The communication unit 810 receives an image from the outside (e.g., a terminal that is used by a device user), and receives a method of extracting a cut or an input for the editing of a cut. If the device user wants a specific cut extraction method, the communication unit 810 may receive a method of extracting a cut from the outside. Furthermore, if the device user wants to edit extracted cuts, the communication unit 810 may receive an input for the editing of the cuts.
The scene extraction unit 820 classifies and extracts scenes within the received image. The scene extraction unit 820 classifies the received image in a frame unit. The scene extraction unit 820 classifies an object and a background other than the object within each classified frame by using various extraction schemes. The scene extraction unit 820 classifies the object and the background in each frame within the image by using various methods, such as a method of extracting an object based on a color (color-based object extraction) by classifying the colors of objects and the color of a background, a method of extracting an object based on an edge (edge-based object extraction) by detecting an edge in an image, a method of extracting an object based on a shape (shape-based object extraction) by classify histogram information or a shape, or a method of extracting an object based on texture (texture-based object extraction) by analyzing texture characteristics of each object.

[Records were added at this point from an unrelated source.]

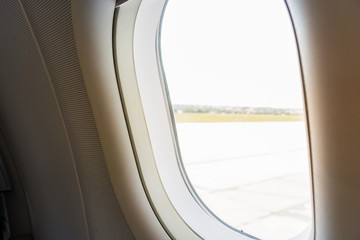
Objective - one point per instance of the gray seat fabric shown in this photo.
(46, 119)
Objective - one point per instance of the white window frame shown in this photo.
(150, 124)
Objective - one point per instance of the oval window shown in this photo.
(233, 79)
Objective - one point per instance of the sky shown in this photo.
(230, 53)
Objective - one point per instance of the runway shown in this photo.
(252, 175)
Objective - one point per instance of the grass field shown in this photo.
(236, 117)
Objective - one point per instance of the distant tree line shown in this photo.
(179, 108)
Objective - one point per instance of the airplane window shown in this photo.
(233, 80)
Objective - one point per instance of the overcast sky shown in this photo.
(230, 52)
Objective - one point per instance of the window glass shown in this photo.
(232, 72)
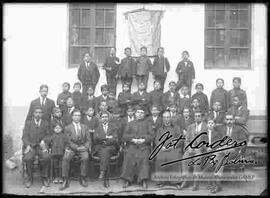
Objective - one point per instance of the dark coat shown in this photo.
(88, 76)
(32, 135)
(221, 95)
(75, 141)
(158, 66)
(185, 72)
(110, 63)
(127, 67)
(47, 109)
(143, 65)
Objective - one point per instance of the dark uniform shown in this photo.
(126, 70)
(240, 93)
(203, 100)
(160, 68)
(136, 160)
(33, 134)
(78, 99)
(142, 99)
(46, 108)
(124, 99)
(156, 98)
(103, 146)
(110, 62)
(186, 74)
(143, 67)
(88, 75)
(221, 95)
(76, 137)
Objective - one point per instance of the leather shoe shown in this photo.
(64, 185)
(126, 184)
(46, 182)
(195, 187)
(28, 183)
(101, 175)
(144, 184)
(84, 182)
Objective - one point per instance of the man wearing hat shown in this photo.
(138, 137)
(105, 142)
(35, 140)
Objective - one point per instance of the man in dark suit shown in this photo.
(35, 140)
(79, 143)
(239, 111)
(127, 68)
(217, 114)
(46, 104)
(138, 136)
(161, 67)
(88, 73)
(105, 142)
(142, 98)
(193, 130)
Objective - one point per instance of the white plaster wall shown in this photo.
(35, 52)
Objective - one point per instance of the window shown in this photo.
(91, 28)
(227, 36)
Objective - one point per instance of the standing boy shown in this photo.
(88, 73)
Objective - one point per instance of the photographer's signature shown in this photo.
(226, 143)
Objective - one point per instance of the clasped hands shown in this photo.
(138, 140)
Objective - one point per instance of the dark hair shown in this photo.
(77, 83)
(199, 84)
(143, 47)
(104, 87)
(127, 48)
(185, 51)
(76, 111)
(43, 86)
(237, 78)
(220, 79)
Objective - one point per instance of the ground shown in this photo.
(13, 185)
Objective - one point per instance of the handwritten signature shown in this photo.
(226, 143)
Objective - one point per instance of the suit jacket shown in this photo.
(185, 71)
(241, 112)
(191, 134)
(158, 66)
(139, 129)
(110, 63)
(156, 98)
(88, 76)
(47, 109)
(124, 99)
(219, 119)
(240, 93)
(143, 65)
(220, 95)
(74, 141)
(127, 67)
(142, 100)
(203, 100)
(168, 99)
(100, 135)
(32, 135)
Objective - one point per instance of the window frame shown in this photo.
(92, 27)
(227, 45)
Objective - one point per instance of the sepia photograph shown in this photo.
(134, 99)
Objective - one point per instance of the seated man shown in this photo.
(239, 111)
(105, 142)
(193, 130)
(35, 136)
(79, 143)
(138, 136)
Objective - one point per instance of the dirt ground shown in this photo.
(13, 185)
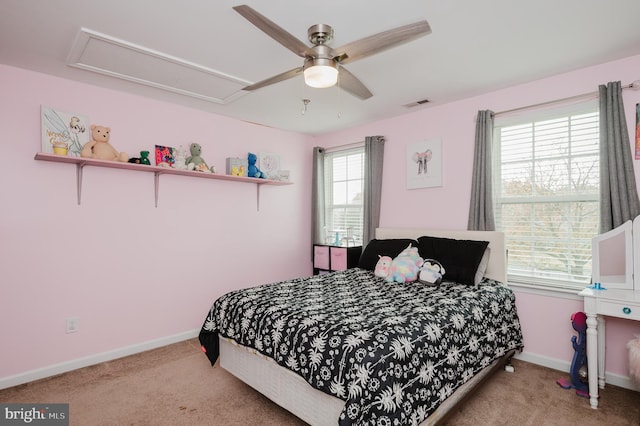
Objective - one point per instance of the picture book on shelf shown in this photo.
(165, 156)
(63, 133)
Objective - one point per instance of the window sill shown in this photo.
(548, 291)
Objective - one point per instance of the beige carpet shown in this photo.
(176, 385)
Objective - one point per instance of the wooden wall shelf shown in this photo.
(157, 171)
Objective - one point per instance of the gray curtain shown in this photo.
(618, 194)
(374, 155)
(317, 198)
(481, 206)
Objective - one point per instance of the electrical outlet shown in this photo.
(73, 325)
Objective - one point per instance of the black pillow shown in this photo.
(375, 248)
(460, 258)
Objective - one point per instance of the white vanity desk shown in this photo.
(616, 268)
(597, 305)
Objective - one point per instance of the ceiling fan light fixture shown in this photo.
(320, 73)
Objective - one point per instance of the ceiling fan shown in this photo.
(323, 63)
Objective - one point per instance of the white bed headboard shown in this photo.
(497, 267)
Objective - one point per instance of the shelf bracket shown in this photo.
(79, 168)
(156, 186)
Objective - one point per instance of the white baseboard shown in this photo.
(564, 366)
(52, 370)
(41, 373)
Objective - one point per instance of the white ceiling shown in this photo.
(210, 52)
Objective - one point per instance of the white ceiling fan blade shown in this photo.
(378, 42)
(272, 29)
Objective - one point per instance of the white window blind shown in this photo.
(344, 184)
(547, 195)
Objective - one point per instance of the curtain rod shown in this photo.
(347, 146)
(635, 86)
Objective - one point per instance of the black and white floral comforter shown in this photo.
(392, 352)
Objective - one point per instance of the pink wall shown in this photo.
(129, 271)
(545, 319)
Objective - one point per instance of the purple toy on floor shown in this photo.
(579, 363)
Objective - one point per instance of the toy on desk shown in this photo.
(596, 286)
(578, 371)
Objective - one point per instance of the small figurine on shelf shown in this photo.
(196, 162)
(180, 158)
(143, 159)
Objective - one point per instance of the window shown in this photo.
(344, 185)
(547, 194)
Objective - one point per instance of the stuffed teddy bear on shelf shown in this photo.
(100, 148)
(195, 160)
(252, 170)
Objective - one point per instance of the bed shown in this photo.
(349, 348)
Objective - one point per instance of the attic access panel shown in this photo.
(96, 52)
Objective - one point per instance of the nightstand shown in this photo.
(328, 258)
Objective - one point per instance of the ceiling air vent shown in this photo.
(416, 103)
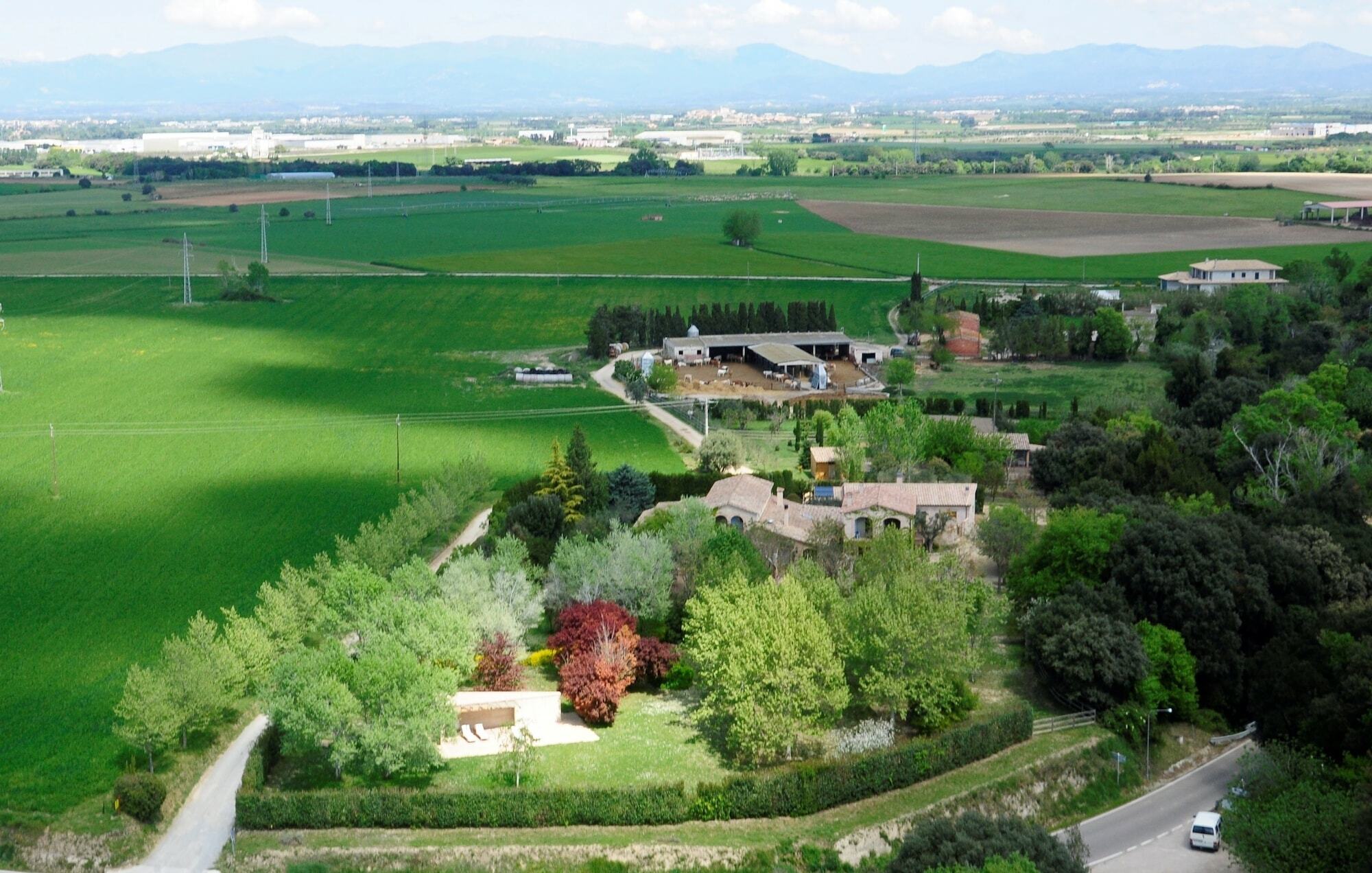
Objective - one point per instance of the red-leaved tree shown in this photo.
(655, 658)
(596, 680)
(497, 665)
(580, 628)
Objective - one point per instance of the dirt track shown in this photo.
(1060, 234)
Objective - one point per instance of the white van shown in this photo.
(1205, 831)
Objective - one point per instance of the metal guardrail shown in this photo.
(1064, 723)
(1248, 731)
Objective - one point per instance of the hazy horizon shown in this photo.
(880, 38)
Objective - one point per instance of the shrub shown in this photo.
(497, 665)
(580, 627)
(596, 680)
(810, 787)
(973, 838)
(541, 658)
(680, 677)
(525, 808)
(655, 660)
(141, 795)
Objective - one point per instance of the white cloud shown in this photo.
(962, 24)
(238, 14)
(857, 17)
(772, 13)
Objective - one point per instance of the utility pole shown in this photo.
(1148, 742)
(264, 257)
(186, 271)
(53, 437)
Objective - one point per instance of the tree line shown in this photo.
(648, 327)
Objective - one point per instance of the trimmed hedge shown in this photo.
(515, 808)
(799, 790)
(813, 787)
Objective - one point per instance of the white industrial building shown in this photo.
(1211, 277)
(692, 139)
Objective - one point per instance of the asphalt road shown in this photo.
(1152, 834)
(202, 827)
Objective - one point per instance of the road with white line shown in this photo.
(1153, 833)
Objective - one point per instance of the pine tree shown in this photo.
(580, 459)
(560, 480)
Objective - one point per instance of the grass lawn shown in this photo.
(821, 828)
(153, 526)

The scene extraction unit 820 classifies the object and background in each frame unit and determines whether a change having a preset reference value or more has occurred in a pixel value (RGB) or HSV (color, saturation, brightness) of the background other than the object. The scene extraction unit 820 may determine the pixel value or HSV of the entire background, but may classify the entire background into a plurality of intervals for a more fine and accurate determination and determine the pixel value or HSV for each interval. The scene extraction unit 820 determines whether there is a difference having a preset reference value or more between the pixel values or HSVs in all of front and rear frames that neighbor each other or for each interval. If there is a difference having the preset reference value or more between the pixel values or HSVs in both the front and rear frames that neighbor each other or for each interval, the scene extraction unit 820 determines that a scene has been changed between front and rear frames that have been analyzed. The scene extraction unit 820 classifies, as one scene, frames from a next frame (or the first frame) of the last frame within a previous scene to the last frame that has been determined to be changed at current timing. The scene extraction unit 820 classifies and extracts each scene under the condition. The scene extraction unit 820 classifies and extracts the image as one or more scenes in this way. The scenes extracted by the scene extraction unit 820 are illustrated in FIG. 9.

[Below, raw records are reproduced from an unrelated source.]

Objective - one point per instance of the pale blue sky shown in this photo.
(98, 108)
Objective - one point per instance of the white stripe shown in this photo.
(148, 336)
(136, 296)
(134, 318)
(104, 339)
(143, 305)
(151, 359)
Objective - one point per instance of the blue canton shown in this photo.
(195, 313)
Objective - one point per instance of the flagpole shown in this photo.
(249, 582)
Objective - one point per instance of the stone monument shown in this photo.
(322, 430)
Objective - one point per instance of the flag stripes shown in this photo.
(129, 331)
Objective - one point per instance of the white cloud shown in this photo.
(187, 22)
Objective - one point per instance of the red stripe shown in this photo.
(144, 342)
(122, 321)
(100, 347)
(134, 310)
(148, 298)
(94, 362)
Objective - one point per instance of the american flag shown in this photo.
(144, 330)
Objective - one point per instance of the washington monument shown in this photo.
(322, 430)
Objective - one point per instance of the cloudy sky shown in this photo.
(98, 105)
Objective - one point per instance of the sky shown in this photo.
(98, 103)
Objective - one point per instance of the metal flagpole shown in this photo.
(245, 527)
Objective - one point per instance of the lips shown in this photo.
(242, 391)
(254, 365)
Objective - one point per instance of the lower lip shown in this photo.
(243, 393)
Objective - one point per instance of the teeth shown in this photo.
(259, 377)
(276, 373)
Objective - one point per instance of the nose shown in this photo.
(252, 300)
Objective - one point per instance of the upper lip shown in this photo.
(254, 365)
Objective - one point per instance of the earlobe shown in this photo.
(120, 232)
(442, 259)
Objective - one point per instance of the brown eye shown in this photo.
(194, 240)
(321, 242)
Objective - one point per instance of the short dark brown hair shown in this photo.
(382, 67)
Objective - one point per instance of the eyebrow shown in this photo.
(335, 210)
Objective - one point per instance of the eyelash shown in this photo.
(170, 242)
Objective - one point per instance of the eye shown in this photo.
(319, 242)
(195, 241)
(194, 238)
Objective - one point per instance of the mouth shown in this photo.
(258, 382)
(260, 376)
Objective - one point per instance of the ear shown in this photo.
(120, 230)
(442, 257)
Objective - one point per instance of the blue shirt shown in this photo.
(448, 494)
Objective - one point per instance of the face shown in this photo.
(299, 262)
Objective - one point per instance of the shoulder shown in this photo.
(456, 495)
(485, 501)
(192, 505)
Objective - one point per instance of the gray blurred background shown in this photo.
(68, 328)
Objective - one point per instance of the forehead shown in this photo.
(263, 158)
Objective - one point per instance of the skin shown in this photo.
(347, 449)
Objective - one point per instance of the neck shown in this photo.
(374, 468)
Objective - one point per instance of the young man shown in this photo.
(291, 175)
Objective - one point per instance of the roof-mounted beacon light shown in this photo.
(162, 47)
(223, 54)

FIG. 9 is a diagram illustrating scenes that are extracted by the scene extraction unit according to an embodiment of the present disclosure.

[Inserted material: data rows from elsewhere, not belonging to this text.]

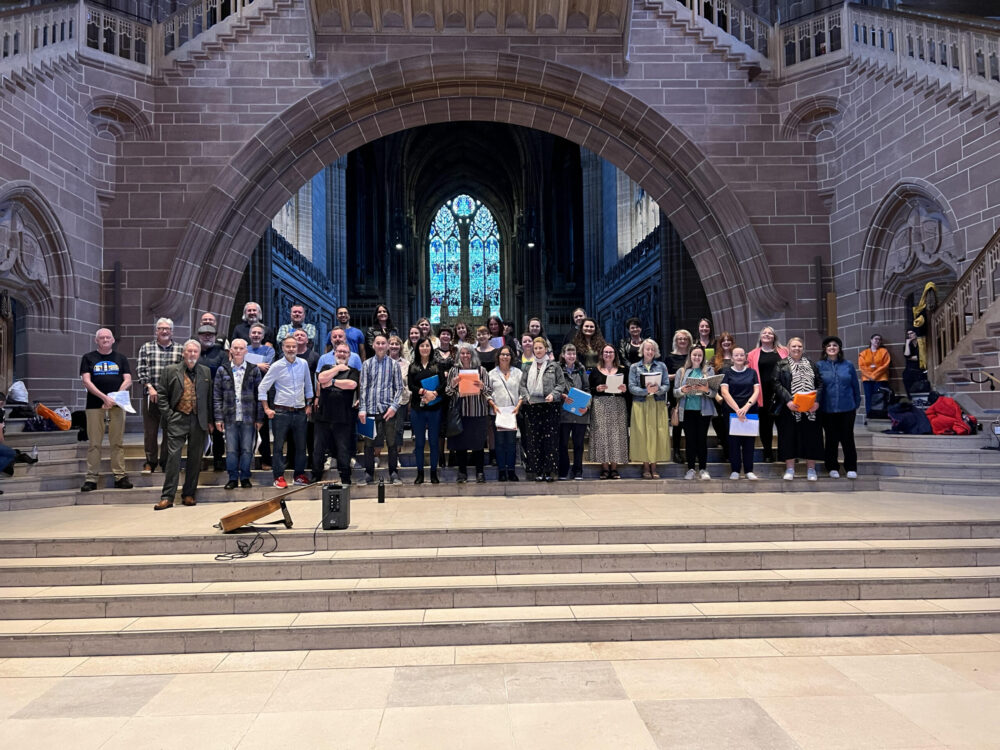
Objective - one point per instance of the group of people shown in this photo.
(467, 392)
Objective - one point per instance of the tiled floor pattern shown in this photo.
(876, 692)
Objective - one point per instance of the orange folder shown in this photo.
(468, 383)
(804, 401)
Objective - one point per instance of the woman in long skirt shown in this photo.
(542, 389)
(648, 382)
(608, 420)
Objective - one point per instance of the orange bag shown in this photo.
(59, 421)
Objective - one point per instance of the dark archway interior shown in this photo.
(554, 253)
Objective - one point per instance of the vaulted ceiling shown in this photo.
(600, 17)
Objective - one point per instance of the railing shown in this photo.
(201, 15)
(978, 288)
(117, 35)
(36, 35)
(735, 20)
(811, 38)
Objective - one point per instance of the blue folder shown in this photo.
(431, 384)
(576, 401)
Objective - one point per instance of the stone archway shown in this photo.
(35, 264)
(911, 240)
(491, 87)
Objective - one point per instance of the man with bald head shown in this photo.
(104, 372)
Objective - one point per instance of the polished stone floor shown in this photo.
(876, 692)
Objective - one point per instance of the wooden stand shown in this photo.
(253, 512)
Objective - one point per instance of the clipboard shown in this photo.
(748, 428)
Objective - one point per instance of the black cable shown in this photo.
(246, 548)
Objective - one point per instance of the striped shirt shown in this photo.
(153, 359)
(292, 383)
(381, 385)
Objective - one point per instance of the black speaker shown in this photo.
(336, 506)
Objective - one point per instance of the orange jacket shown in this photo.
(874, 365)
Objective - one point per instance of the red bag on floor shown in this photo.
(945, 416)
(57, 419)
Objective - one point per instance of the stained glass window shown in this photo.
(464, 232)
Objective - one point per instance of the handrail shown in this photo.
(975, 291)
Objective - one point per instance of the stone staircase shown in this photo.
(920, 464)
(123, 595)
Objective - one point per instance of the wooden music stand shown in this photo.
(253, 512)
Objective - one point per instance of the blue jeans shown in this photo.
(6, 456)
(506, 450)
(430, 422)
(286, 422)
(239, 449)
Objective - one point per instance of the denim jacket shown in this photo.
(635, 382)
(841, 391)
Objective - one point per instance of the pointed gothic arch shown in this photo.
(505, 88)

Referring to FIG. 9, as illustrated by 910a to 910d, the scene extraction unit 820 classifies, as a scene, timing before and after timing at which a change having a preset reference value or more occurs in the pixel value or HSV of a background within an image. Accordingly, the scene extraction unit 820 extracts at least one scene from the image.
Referring back to FIG. 8, the first cut extraction unit 830 classifies and extracts a cut based on a change of a pixel value or a change in the edge of an object in each frame within each scene.
The first cut extraction unit 830 classifies each of the frames as a plurality of intervals or analyzes the pixel value or HSV of a background with respect to unit pixels of the frames. The first cut extraction unit 830 calculates a difference between the pixel values or HSVs of the intervals or unit pixels of front and rear frames, and calculates an average value of the pixel values or HSVs. The first cut extraction unit 830 accumulates the average values of the front and rear frames, and determines whether an accumulated value of the average values has been changed to a preset reference value or more. If the accumulated value of the average values has been changed to the preset reference value or more, the first cut extraction unit 830 determines that a cut has been changed between the front and rear frames at timing at which the accumulated value has been changed to the preset reference value or more, and classifies both cuts as different cuts. If the cut has been classified, the first cut extraction unit 830 resets the accumulated average value to 0 again, accumulates the average values again, and classifies the cuts. At this time, when a time between a cut classified at previous timing and a cut classified at timing right after the previous timing is within a preset interval, the first cut extraction unit 830 does not classify both cuts as different cuts. For example, in a situation in which a preset interval is 5 seconds, if a cut classified at previous timing is disposed at a 3-second point within an image and a cut classified at timing after the previous timing is disposed at a 6-second point within the image, the first cut extraction unit 830 determines both cuts as one cut (having the same contents) without classifying the cuts as different cuts.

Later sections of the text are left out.